Altimetria: percorso collinare

Si parte dal sagrato della chiesa intitolata alla Madonna della Scala, che dà il nome alla frazione che, a livello amministrativo, ricade per metà sotto Cambiano e per metà sotto Chieri; dall’altro lato della strada c’è piazza Folonari, dov’è comodo parcheggiare.
Qui si alzano i primi rilievi che staccano dalla pianura e generano la collina torinese. Idealmente, al centro del circuito c’è l’elegante Villa del Passatempo, privata ma visibile da diverso punti del percorso.
Si percorre via Madonna della Scala verso sud, per poche decine di metri, poi si svolta a destra imboccando strada Cassano, che diventa sterrata quando si superano le ultime case (sentiero n° 257 della Collina Torinese, segnavia bianco-rossi). Per un lungo tratto si cammina avendo un bosco sulla destra e campi aperti sulla sinistra: si supera sulla sinistra il bivio per strada Tamburrina e ci si allontana dal bosco, che però si ritrova più avanti.
Si superano prima strada del Passatempo (a destra) e poi strada Sabena (a sinistra), ma si tiene la direzione nord ancora per un po’ fino a quando, in una zona dove ci sono molte serre, il sentiero piega decisamente a destra, in un’area intensamente coltivata.
Qui si attraversa la valle del rio Vajors. Il nome del modesto corso d’acqua deriva da “ël rì ‘d j’òss”, che in piemontese significa rio delle ossa, dall’enorme numero di soldati angioini che caddero nelle vicinanze durante la battaglia di Gamenario, combattuta nel 1345. La zona, oltre che dal punto di vista storico, è interessante anche da quello geologico, perché è a poca distanza dal meandro di San Felice: è una traccia dell’antico corso del Po quando defluiva a sud della collina torinese, dirigendosi poi verso est.
Sempre tenendo la direzione est ci si innesta su via Gonella e poi, a un incrocio, si volta a sinistra per arrivare in breve alla provinciale tra Chieri e Pecetto. Si volta a destra (attenzione alle auto in transito, camminare sulla banchina) e poi, arrivati all’altezza della cappella di San Felice (che è dall’altro lato della strada), si svolta nuovamente a destra, imboccando strada Tetti Marsino.
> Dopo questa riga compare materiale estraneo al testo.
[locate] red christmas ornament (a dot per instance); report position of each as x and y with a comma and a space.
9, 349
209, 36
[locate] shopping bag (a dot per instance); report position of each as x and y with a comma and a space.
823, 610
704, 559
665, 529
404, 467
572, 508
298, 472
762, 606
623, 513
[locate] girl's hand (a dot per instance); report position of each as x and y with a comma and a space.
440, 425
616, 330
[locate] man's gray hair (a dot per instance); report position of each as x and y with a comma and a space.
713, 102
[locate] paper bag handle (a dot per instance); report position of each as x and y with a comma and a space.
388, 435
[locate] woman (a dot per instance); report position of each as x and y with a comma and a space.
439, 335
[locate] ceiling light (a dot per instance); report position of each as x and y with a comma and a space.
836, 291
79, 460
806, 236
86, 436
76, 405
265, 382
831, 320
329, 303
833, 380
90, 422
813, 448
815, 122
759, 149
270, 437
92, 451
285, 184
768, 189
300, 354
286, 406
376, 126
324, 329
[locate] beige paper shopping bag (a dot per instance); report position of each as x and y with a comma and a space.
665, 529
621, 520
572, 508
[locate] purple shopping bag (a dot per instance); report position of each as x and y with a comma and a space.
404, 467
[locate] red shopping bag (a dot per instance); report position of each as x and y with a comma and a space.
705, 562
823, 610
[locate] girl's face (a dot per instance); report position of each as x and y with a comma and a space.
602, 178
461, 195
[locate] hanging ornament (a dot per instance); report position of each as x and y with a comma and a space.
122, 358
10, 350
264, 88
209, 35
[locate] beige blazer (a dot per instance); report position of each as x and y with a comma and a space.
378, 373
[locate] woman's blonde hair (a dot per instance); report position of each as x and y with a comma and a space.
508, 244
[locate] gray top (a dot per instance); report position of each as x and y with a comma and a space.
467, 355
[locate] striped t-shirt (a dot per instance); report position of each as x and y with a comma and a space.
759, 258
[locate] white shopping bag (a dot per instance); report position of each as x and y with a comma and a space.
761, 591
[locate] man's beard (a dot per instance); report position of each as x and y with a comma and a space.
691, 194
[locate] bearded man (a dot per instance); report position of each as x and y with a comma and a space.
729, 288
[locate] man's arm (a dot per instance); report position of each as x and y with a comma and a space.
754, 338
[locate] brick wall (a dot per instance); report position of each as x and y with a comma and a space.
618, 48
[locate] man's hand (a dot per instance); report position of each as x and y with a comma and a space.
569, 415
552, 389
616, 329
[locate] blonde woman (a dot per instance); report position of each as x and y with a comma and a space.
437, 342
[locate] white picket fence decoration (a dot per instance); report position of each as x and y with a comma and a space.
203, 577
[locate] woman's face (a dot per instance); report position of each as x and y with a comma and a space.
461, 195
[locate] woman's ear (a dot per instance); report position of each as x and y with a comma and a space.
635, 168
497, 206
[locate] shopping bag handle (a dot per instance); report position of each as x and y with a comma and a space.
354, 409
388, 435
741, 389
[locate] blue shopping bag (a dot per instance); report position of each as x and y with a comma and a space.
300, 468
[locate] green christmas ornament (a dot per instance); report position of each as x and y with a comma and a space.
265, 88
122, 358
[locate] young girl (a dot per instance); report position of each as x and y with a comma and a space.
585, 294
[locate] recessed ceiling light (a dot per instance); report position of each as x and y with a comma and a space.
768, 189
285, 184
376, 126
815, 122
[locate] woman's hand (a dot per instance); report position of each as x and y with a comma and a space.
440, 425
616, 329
Qui il tracciato si tiene sulla sponda sinistra del rio Castelvecchio e procede diritto verso sud-est: a un certo punto si ha sulla destra la villa del Passatempo, al centro di un parco con alberi secolari.
Si supera sulla destra strada Tetti Rocco, fino a giungere a un quadrivio: a sinistra strada del Vibernone, in mezzo la prosecuzione di strada Tetti Marsino, che diventa strada del Chiaventone, e a destra strada del Vibernone.
Si tiene la destra e, dopo poco, si svolta a sinistra in strada della Molina che dopo non molto si biforca: qui si tiene la destra, si passa nelle vicinanze della cascina Savoia e poi si arriva in via Madonna della Scala, a poca distanza dalla chiesa dove si chiude l’anello della passeggiata.